Ukraine-NATO: Added value in the Black Sea region

Ukraine-NATO: Added value in the Black Sea region
July 06, 2016.

Ukraine should better coordinate its communications so as to stress its value to NATO and unlock military potential of the Black Sea region

Kyiv, July 6, 2016. NATO Summit in Warsaw starts on July 8. The expert community has prepared recommendations for the future cooperation between Ukraine and the Alliance, informed Sergiy Solodkyi, First Deputy Director of the Institute for World Policy, at a discussion at Ukraine Crisis Media Center. Bruno Lete, expert of the German Marshall Fund (Brussels), focused on three key aspects of cooperation: communicate initiative, emphasize mutual benefits of Ukraine-NATO cooperation and carefully examine the military potential in the Black Sea region.

Initiative instead of expectations

Lete told proper communication is vital, “Today, Ukraine’s narrative is centered on the expectations too much. It is based on the Bucharest Summit Declaration of 2008, while political reality has fundamentally changed. We suggest focusing on communicating achievements. This directly links to the successful transformation of the country that has already made a big step in implementing reforms. This kind of communication will help fight disinformation and negative perception of Ukraine,” believes Lete. Additionally, he suggested that Ukrainian authorities should coordinate and communicate a singular most important message from Ukraine.

Ukraine needs to build up communication with the Alliance properly, stressed Nataliya Nemylivska, director of the NATO Information and Documentation Center. “It is important to tell NATO partner countries what are we doing and ask them about their expectations from us,” stated Nemylivska. “You have to think globally and not limit yourself to the Bucharest Summit Declaration. Yes, it is an important document that sets your diplomatic goals but this doesn’t have to be your only base. Ukraine has to think more strategically and communicate its hopes and ambitions toward NATO in a more nuanced way,” added Lete.

Emphasizing opportunities for Ukraine

Bruno Lete believes that Ukraine has to think what it can offer NATO and not the other way around; hence demonstrating Ukraine’s added value for its membership bid. In Lete’s opinion,Ukraine’s unique selling points might be the Air Force and experience of fighting the hybrid war. “Ukraine is perhaps the only country in the world today that fights the hybrid war against one of the strongest countries in the world. There is everything: disinformation, propaganda, social media, traditional media, rebels, business and political influence. Ukraine has a unique experience in these spheres,” noted Lete. He also added that it might be a good idea to establish a Center that would take care of the strategy and hybrid war doctrine. This Center should engage private partners who have extensive experience in the area.
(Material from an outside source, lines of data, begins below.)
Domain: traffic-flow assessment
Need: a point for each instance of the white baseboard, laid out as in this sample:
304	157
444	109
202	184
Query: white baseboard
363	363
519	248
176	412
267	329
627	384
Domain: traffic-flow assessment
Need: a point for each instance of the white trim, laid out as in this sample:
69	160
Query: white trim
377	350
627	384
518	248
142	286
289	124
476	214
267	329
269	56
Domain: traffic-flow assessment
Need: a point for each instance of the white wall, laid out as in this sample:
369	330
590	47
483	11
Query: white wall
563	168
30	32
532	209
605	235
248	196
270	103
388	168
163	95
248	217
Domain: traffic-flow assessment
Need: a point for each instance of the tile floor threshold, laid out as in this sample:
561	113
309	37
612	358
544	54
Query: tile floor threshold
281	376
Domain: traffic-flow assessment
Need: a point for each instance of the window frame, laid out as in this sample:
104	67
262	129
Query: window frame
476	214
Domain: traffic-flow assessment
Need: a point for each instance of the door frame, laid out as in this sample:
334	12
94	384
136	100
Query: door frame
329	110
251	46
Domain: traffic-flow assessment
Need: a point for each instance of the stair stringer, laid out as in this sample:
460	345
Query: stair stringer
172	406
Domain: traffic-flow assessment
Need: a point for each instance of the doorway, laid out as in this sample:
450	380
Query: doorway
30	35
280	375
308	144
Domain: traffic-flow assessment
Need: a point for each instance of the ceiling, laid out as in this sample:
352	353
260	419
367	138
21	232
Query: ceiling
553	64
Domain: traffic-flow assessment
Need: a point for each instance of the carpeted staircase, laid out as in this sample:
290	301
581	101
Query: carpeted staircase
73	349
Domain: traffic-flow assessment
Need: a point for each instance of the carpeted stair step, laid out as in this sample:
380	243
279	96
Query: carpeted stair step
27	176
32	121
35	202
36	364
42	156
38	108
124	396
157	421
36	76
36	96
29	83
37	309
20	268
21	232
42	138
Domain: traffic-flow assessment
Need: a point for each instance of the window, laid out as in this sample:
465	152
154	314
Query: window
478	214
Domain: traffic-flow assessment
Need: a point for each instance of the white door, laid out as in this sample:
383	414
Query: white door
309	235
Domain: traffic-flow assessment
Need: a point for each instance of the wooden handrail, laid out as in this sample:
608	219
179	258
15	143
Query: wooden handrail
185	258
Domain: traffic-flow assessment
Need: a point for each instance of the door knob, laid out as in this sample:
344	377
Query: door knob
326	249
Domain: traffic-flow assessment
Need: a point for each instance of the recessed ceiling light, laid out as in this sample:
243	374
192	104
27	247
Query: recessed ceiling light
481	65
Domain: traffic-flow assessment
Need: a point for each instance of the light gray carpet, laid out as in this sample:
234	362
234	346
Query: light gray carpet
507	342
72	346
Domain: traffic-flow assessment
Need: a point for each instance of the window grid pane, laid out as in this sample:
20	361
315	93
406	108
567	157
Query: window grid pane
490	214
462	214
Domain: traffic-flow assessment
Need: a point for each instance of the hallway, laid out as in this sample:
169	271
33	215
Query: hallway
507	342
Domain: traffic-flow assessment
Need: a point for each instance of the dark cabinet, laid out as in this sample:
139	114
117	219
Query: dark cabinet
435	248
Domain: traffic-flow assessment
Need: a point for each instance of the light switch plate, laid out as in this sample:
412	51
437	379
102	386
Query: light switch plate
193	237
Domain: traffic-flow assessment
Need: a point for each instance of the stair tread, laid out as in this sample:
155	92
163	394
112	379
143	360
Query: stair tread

Prospects for cooperation in the Black Sea region

Lete highlighted the importance of closer cooperation with the neighbor countries and NATO member states in the Black Sea region. Potentially, a joint Ukrainian, Romanian and Bulgarian fleet could be successful. Mr. Lete noted that even though Bulgaria has turned down this idea, it is too early to give up on it. He also advised to intensify cooperation with Georgia.

Bruno Lete noted that NATO is now revising its plan in the Black Sea region. Originally it intended fast response to emerging threats. Yet the Russian militarization of Crimea forced NATO to ensure its presence in the region.

Ukraine must strengthen cooperation with the NATO member states in the non-military sphere too, as it is accounts for 2/3 of cooperation with the Alliance, said Ievgen Marchuk, Ukrainian Army general and the former Prime Minister of Ukraine. He explained that focus on the military without engagement of civilian ministries does not tell much to NATO leaders about the events in Ukraine. He also expressed discontent over the absence of the Permanent Representative of Ukraine to NATO for more than a year. “In the language of diplomacy, it sends a particular signal to Brussels,” Marchuk concluded.